10:57 p.m. Gregory, Stephanie and Kevin are the bottom three. Gregory explains his dish by saying, “I felt those flavors were really representative of things that I do, and I felt I could make a dish that was really part of me.” Tom tells him, “Great idea to find a dish you felt you could pull off … You pulled it out at the wrong time. The stew was great, it’s just not a great dish with truffles.” Gail tells Kevin, “Your polpette weren’t one meat or two but three. My issue was that there were so many different flavors going on that the truffle felt overwhelmed.” Cristiano also thought his spicy meatball negated the truffle. And Padma says Stephanie was courageous to make pasta, but that darn radicchio paste “obliterated everything.”

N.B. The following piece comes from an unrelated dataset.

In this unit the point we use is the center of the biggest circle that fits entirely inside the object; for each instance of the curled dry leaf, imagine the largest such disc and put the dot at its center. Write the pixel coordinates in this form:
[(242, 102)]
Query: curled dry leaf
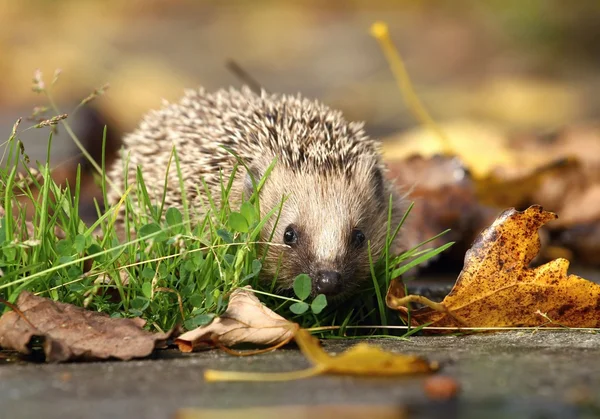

10:58 p.m. As the judges deliberate, Gail says she was so disturbed to see Gregory shaving hundreds of dollars of truffles into a hot stew that was sputtering that it “just crushed my soul.” Cristiano puts it more bluntly, “The truffle was nonexistent.” Gail also thought Kevin’s dish was disjointed. But they all liked Stephanie’s pasta even though they all hated her radicchio.
10:59 p.m. And the chef packing his knives and going is … Gregory. He says, “I didn’t come here to go home. I really, really wanted to win. But one of the life lessons I’ve learned is that you can’t always will things into happening. You don’t always get the things you work for. And, you know, it sucks. I know I gave ‘Top Chef’ 110 percent. I walk away with a few regrets about the decisions that I made, but I did everything I physically and mentally could to prepare and execute this time around. I’ve done so much and it’s a great jumping stone for my next chapter.”
Next on ‘Top Chef’: Padma tells the final four, “We are sending you on one last journey — Parma.” As in Parmesan cheese. We observe Bryan struggling as he tries to slice big round block of the stuff. He resorts to dad humor: “This takes cutting the cheese to a whole new level.” They also have to make and serve classic dishes to 16 Michelin star chefs — no pressure.